Re: Merging combining classes, was: New contribution N2676

From: Peter Kirk (
Date: Tue Oct 28 2003 - 11:09:56 CST

On 28/10/2003 04:49, Kent Karlsson wrote:

>Philippe Verdy wrote:
>>There's a counter example with the position of the circumflex on the
>>lowercase t (I can't remember for which language it occurs,
>>sorry), which is
>>in some cases not the one that its combining class would
>>normally take.
>There are also the cases of comma below a small g (Lithuanian),
>which is rendered turned above the g, and of ring below g (IPA)
>that should be rendered above the g... Neither of these invalidate,
>or puts to question, the combining classes of comma below (and
>cedilla...) or ring below, as far as I can see.
Also, in the commonly used Hebrew *transliteration*, the same function
(fricative pronunciation) is indicated by a macron above g and p but
below b, d, k and t, for the same reason. It occurs only with these
letters (sometimes also written below h). There might be an argument for
using instead of g and p plus combining macron g and p plus combining
line below - especially as if these were ever capitalised the line would
probably be moved below. But there would need to be a clear rule that
such combining marks are moved from below to above g and p.

>So far, it has been noticed that some Hebrew and Arabic marks,
>mostly the vowel marks, ...
For Hebrew also dagesh, rafe, sin and shin dots, and meteg; and for
Arabic, shadda. Basically anything with "unique" combining classes, a
concept which seems to have been removed from the text, but not removed
from the database as it should have been.

>... have inappropriate combining classes.
>The solution suggested by the UTC is to use CGJ. But it also has
>to be simple and practicable. Putting a CGJ after each occurrence
>of the characters with badly assigned combining class effectively
>gives them a combining class of 0. Perhaps not ideal, and indeed
>a kludge. But simple and practical. A keyboard layout, for instance,
>can just generate a CGJ after each troublesome Arabic and Hebrew
>mark. With current keyboard layout specification mechanisms,
>that's about the best that can be done on the keyboard side of it.
That depends on the mechanism. With a mechanism such as Keyman from, it is possible to define that, for example, key A
generates <CGJ, patah> if the previous key press generated a dagesh or
sin or shin dot, but just patah if the previous key press generated just
a base character. Such a mechanism can stop superfluous CGJ's being
generated in continuously typed text, but it cannot cope properly with
editing as it does not have access to the environment of text already
entered, only to what the keyboard has previously generated. More
comprehensive mechanisms can be defined but they require the keyboard to
have access to the backing store.

>Removing superfluous CGJs should be done by a separate utility.
>Trying to build that into normalisation is probably not such a good
Understood.
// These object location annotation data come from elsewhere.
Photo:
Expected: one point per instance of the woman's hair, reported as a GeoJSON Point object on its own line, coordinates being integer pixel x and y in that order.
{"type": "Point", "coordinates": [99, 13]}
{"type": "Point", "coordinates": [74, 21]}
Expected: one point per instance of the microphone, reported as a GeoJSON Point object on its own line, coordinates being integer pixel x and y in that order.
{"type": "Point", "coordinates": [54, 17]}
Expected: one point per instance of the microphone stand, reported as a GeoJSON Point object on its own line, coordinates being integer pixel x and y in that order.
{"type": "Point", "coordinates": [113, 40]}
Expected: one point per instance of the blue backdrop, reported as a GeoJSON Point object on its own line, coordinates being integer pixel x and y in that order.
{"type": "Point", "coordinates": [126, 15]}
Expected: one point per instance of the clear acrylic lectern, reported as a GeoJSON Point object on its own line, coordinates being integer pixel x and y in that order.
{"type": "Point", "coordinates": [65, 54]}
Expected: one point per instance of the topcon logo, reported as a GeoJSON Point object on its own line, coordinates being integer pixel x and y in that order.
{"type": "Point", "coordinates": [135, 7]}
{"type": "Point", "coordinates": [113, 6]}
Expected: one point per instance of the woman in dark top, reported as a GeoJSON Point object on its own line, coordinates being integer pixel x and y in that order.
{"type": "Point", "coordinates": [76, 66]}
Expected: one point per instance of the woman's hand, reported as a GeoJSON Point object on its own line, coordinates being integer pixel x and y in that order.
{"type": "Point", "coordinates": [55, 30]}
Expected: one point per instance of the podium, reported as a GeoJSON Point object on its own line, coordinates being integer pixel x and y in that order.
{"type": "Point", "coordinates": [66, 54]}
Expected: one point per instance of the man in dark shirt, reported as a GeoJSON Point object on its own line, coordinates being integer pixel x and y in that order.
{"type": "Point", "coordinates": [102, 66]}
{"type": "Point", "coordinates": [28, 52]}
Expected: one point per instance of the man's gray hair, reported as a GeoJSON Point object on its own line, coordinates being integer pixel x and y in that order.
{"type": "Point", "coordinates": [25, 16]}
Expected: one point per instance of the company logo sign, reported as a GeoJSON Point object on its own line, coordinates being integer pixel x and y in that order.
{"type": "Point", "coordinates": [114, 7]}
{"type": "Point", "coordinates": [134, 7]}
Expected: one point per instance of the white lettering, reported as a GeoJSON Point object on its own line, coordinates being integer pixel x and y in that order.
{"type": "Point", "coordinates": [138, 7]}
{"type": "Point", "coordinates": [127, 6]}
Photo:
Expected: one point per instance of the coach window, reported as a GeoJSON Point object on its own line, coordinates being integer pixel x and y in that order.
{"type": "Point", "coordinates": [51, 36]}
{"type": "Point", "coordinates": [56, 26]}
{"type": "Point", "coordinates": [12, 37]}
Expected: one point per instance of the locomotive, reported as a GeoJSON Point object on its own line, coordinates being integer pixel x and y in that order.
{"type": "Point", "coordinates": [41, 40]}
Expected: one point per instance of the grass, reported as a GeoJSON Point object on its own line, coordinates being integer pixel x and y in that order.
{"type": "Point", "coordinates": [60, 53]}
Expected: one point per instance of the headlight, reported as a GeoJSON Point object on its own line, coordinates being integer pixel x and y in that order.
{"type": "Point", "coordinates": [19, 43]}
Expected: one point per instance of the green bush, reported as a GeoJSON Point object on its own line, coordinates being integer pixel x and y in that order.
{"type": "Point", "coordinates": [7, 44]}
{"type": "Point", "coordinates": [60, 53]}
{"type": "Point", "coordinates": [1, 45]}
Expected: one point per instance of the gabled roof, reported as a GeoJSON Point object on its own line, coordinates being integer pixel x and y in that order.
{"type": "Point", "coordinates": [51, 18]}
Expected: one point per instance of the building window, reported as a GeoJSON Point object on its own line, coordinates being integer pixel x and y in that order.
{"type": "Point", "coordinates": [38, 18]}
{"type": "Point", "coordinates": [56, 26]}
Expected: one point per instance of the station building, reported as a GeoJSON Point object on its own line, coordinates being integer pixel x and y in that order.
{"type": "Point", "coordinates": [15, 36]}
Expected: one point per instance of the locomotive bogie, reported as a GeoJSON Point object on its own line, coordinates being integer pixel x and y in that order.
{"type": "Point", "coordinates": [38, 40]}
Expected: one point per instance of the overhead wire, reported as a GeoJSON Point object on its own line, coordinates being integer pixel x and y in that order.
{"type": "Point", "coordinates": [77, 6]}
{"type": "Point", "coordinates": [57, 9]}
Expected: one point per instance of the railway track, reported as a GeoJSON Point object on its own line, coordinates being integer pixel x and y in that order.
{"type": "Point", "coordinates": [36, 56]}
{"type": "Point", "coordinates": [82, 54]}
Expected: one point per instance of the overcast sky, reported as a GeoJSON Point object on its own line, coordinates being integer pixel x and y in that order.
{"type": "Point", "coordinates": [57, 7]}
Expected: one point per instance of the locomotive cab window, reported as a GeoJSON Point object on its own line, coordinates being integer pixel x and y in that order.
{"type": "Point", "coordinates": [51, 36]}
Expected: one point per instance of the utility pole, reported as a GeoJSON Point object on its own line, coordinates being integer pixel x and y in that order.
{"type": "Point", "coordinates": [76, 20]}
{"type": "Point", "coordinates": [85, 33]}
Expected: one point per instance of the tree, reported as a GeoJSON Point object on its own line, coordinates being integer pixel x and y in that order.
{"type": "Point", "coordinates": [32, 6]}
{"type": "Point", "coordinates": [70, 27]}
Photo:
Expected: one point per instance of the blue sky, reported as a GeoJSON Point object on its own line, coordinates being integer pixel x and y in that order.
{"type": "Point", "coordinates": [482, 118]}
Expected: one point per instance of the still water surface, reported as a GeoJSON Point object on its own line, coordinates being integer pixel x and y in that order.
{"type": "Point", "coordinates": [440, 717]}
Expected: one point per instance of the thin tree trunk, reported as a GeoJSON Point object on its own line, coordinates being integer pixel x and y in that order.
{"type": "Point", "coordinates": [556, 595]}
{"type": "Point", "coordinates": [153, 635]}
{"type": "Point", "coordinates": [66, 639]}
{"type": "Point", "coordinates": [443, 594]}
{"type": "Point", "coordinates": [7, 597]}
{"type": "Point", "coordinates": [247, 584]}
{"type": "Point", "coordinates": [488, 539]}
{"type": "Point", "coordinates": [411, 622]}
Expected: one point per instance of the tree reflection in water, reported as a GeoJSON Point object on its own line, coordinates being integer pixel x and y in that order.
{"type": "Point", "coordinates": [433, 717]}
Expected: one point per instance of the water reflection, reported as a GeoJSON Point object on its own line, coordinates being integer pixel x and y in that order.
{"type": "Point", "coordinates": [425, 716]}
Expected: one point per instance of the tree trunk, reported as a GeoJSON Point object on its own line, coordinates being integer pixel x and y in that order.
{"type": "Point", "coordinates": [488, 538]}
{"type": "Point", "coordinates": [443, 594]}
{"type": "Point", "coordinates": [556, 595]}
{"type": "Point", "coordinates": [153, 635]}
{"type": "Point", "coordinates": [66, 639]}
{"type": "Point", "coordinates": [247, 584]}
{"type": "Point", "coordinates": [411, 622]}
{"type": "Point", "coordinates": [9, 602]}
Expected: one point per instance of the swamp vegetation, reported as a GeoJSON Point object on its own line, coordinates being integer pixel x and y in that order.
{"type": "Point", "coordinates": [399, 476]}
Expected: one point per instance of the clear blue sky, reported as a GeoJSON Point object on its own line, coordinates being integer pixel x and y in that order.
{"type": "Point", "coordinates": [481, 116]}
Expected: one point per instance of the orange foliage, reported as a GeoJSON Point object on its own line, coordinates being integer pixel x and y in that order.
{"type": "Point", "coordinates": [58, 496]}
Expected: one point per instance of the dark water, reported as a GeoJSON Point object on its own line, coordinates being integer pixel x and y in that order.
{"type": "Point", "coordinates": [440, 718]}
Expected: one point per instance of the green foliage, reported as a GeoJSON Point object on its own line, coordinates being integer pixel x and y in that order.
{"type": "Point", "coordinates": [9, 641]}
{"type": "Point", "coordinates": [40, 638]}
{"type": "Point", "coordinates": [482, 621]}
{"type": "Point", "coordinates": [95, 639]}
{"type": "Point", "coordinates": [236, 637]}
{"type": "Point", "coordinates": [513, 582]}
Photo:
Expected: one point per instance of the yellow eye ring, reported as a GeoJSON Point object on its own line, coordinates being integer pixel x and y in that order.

Could it perhaps be defined in Unicode as an additional
pre-normalisation step which is recommended but not required?

It would of course be trivial to specify that CGJ or CCO is ignored in
collation. In fact I think CGJ already is. This implies that superfluous
CGJs do not affect searching, sorting and spell checking. As long as
fonts also ignore them (except in special show all characters modes),
the main detrimental effect will be to waste a lot of storage space.

>Defining new characters to replace the troublesome ones, a more
>elegant solution, has been rejected by the UTC. On compatibility
>grounds, IIRC.
> /kent k
Was this actually considered and rejected by the UTC? I understood that
the proposal, for Hebrew
had simply not been proceeded with, on the basis of widespread
opposition expressed on this list and the general acceptance (including
by the UTC, items
96-C20 and 96-A72) of the CGJ alternative. I am not trying to resurrect
the proposal which I oppose, but there are people who are still
concerned that it might reappear, and be pushed through the UTC by the
consortium members who support it, without adequate reference back to
the objectors who are not represented on the UTC. So it would be good
news if the UTC had actually rejected it.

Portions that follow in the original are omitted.